Information
- League: FCBL (2019-present)
- Location: Westfield, Massachusetts
- Ballpark: Bullens Field
- Founded: 2019
- Colors: Blue, Yellow, Silver
- Mascot: Stanley the Squirrel^{[citation needed]}
- Ownership: Chris Thompson
- Management: Hunter Golden, Vice President, Baseball Operations
- Manager: Paul Bonfiglio
- Website: Official website

= Westfield Starfires =

Baseball team

The Westfield Starfires are a collegiate summer baseball team based in Westfield, Massachusetts. They play in the Futures Collegiate Baseball League (FCBL), a wood-bat league with a 56-game regular season comprising eight teams from northern Vermont to western Connecticut. The team, owned by Chris Thompson, plays its home games at Bullens Field in Westfield.

==History==
The Starfires entered the FCBL in 2019, replacing the Martha's Vineyard Sharks, who switched to the New England Collegiate Baseball League. The Starfires name was revealed at a media event in Westfield on February 20, 2019. On March 12, 2019, the club announced that its first field manager would be Bill Sandillo, a native of West Springfield and a former player and captain at American International College.

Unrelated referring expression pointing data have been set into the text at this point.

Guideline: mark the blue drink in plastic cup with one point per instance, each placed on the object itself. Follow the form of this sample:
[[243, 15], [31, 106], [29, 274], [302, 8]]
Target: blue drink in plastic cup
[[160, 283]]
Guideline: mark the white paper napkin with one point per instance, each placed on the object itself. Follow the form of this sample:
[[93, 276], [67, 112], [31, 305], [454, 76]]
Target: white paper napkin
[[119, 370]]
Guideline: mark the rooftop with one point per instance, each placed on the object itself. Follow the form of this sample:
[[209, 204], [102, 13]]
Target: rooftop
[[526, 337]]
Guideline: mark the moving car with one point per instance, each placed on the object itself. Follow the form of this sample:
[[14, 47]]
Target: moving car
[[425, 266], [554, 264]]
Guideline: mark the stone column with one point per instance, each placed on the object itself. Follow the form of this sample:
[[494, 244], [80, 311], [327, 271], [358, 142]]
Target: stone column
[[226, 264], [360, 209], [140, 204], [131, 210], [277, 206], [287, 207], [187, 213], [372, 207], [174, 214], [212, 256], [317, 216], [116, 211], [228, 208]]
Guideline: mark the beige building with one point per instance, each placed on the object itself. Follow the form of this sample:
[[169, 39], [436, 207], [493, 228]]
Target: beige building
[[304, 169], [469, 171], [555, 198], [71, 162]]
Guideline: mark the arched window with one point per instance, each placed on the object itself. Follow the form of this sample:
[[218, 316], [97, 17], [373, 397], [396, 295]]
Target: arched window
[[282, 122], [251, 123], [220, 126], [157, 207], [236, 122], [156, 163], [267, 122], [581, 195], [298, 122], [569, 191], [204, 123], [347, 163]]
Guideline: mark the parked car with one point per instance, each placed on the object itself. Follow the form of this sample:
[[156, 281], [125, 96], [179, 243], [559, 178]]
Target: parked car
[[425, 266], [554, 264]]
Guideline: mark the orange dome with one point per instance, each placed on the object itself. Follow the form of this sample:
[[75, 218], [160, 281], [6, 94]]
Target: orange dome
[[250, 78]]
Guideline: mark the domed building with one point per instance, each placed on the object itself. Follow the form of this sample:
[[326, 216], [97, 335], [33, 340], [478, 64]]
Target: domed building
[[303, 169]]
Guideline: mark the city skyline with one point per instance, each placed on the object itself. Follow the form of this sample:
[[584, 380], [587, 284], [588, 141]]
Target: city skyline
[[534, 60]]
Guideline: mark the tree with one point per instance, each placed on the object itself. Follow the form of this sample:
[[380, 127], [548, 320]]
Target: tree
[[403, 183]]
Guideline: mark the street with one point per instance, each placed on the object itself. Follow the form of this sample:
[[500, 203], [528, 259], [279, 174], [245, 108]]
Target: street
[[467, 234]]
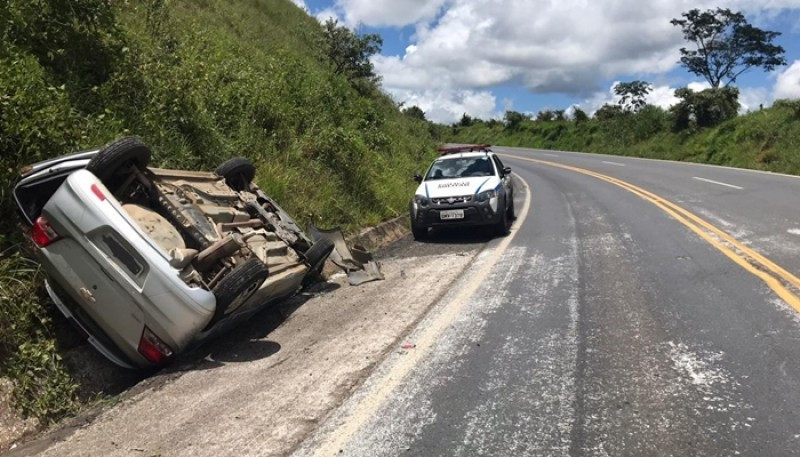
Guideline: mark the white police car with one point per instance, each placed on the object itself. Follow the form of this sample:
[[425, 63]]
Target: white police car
[[466, 186]]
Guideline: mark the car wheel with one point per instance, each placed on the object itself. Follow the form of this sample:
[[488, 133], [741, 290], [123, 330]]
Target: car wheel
[[315, 257], [420, 233], [237, 286], [503, 225], [238, 173], [116, 158]]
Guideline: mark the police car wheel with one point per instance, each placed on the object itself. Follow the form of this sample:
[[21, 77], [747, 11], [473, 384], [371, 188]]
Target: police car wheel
[[420, 233]]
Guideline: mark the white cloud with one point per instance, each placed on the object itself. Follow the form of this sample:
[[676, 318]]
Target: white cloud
[[447, 106], [568, 47], [382, 13], [753, 98], [787, 85]]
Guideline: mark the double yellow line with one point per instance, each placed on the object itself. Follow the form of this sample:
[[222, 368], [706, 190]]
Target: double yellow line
[[773, 275]]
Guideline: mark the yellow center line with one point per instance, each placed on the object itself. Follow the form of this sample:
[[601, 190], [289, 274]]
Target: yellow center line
[[772, 274]]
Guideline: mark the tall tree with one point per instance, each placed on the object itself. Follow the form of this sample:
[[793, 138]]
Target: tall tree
[[726, 45], [415, 112], [349, 52], [633, 95]]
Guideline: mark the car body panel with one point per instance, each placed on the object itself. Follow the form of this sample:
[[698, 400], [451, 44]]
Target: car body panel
[[109, 276], [462, 193]]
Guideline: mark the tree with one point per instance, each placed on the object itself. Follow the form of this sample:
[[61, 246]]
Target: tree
[[348, 52], [579, 115], [633, 95], [415, 112], [706, 108], [514, 119], [608, 111], [727, 45]]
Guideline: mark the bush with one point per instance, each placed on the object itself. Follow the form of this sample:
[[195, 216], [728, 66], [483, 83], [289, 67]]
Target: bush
[[706, 108]]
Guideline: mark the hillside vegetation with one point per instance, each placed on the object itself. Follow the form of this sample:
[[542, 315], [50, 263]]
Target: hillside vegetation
[[768, 139], [200, 81]]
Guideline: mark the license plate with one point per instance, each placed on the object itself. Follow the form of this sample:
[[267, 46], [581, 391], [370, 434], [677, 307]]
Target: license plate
[[452, 214]]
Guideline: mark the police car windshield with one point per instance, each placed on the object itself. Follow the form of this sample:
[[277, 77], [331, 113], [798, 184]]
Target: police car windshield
[[460, 167]]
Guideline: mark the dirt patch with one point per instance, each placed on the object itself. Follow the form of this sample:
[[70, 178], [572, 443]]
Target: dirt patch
[[12, 427]]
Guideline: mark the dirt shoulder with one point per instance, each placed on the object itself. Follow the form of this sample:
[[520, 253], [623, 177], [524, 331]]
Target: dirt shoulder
[[263, 389]]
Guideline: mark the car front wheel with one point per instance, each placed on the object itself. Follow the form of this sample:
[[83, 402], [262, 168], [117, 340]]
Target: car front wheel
[[237, 286]]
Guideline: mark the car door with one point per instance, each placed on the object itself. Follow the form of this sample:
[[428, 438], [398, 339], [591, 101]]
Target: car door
[[505, 178], [40, 181]]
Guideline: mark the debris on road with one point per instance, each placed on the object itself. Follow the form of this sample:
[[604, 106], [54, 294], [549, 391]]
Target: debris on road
[[357, 261]]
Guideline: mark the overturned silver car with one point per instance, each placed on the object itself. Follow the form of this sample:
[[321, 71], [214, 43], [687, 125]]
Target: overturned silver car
[[148, 262]]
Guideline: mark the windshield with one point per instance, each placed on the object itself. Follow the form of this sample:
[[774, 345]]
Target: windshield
[[460, 167]]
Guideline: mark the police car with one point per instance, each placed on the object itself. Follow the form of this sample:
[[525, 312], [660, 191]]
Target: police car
[[466, 186]]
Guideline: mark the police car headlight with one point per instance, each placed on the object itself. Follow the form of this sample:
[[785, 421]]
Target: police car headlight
[[486, 195]]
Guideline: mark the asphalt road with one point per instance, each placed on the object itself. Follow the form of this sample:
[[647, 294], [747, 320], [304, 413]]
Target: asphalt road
[[629, 313]]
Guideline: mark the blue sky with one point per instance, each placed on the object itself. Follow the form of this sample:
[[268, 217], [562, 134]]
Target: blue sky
[[482, 57]]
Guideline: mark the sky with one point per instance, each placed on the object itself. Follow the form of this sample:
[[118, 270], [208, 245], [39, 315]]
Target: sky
[[484, 57]]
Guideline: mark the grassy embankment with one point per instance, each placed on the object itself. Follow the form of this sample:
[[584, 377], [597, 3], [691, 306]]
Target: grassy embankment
[[200, 81], [764, 140]]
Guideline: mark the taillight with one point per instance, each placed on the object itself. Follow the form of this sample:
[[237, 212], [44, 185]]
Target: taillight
[[153, 348], [99, 193], [44, 233]]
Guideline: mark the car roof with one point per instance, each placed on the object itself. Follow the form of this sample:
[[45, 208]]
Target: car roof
[[464, 155]]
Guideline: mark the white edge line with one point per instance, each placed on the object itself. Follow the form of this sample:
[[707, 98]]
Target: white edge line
[[718, 183], [590, 154], [424, 345]]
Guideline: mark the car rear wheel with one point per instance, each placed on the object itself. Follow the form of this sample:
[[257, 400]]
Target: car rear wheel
[[504, 224], [316, 255], [420, 233], [238, 173], [237, 286], [116, 158]]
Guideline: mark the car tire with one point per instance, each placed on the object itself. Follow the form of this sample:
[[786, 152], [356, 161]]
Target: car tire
[[420, 233], [115, 157], [317, 254], [504, 224], [237, 286], [238, 173]]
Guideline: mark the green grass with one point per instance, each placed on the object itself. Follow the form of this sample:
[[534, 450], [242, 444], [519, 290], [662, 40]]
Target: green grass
[[763, 140], [200, 81]]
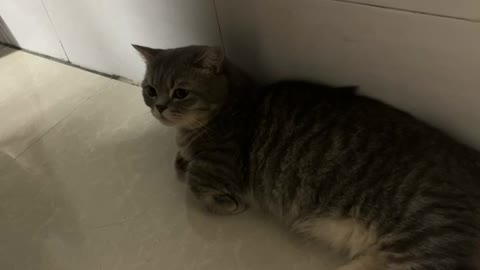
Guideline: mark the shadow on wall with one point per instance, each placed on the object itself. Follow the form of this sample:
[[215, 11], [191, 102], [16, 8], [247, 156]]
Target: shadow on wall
[[6, 37]]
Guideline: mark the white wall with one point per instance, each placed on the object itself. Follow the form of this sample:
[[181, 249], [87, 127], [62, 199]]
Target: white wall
[[467, 9], [97, 33], [28, 21], [427, 65]]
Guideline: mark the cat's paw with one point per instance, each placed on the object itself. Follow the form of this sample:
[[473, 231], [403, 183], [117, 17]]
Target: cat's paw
[[224, 204]]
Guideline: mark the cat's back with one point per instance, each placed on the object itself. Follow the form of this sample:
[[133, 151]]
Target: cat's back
[[310, 131]]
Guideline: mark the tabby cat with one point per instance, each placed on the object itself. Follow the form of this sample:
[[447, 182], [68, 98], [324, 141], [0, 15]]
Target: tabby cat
[[388, 190]]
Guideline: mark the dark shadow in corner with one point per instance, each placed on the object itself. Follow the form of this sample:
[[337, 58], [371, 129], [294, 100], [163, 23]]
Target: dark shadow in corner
[[6, 39]]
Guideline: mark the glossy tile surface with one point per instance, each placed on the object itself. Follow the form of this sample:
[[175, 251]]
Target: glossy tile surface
[[95, 188]]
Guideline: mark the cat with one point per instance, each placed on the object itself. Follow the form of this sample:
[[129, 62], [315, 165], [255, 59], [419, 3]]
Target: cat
[[373, 182]]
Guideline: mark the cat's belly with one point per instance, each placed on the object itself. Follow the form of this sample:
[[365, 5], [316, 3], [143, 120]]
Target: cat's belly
[[343, 234]]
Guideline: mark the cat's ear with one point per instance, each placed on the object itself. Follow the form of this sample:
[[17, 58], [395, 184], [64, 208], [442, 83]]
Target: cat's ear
[[147, 53], [211, 58]]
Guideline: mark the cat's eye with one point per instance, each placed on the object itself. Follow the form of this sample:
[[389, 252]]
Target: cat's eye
[[151, 92], [180, 93]]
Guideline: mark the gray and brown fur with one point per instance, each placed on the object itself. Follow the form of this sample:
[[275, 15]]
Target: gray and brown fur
[[372, 181]]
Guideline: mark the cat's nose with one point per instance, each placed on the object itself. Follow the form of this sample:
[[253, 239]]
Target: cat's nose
[[161, 108]]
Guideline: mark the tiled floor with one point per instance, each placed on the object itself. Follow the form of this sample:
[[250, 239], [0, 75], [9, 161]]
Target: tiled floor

In 2020, the Futures Collegiate League was one of only two leagues nationally to play baseball during the COVID-19 pandemic; leaving Westfield and its fellow teams as prime destinations for some of College Baseball's best talents. The 2020 team featured future professionals such as Nick Dombkowski of the Pittsburgh Pirates organization and highly rated prospect Reggie Crawford. In spite of its star-power, the Starfires finished one game outside the FCBL playoffs in 2020.

In 2021, The Starfires returned with Tony Deshler as the manager and turned in a strong campaign, shattering the league runs scored record by almost 70 runs, but also managing to miss the playoffs yet again by one game on the final day of the season. While the season ended without a playoff bid, the Starfires produced their first-ever League MVP in Cole Bartels (Penn State) and at one point in the season, had a lineup that featured 9 of the top 13 hitters in the league.

2022 brought with it a managerial change and Tony Deshler stepped down to pursue other opportunities in college baseball and Kyle Dembrowski, a long time assistant, filled the head coach role. The Starfires finally managed to break their playoff-jinx and instead of finding themselves on the outside looking in on the last day of the season as they had the previous two seasons- managed to clinch the final playoff spot on the last day of the regular season - courtesy of a Jackson Hornung (Skidmore) double and a Brandon Jones hard hit infield single to secure their bid. Westfield were later swept in the playoffs by the Vermont Lake Monsters. The Starfires again managed to field over 8 All Stars - holding the highest mark in the league the past three seasons at 26.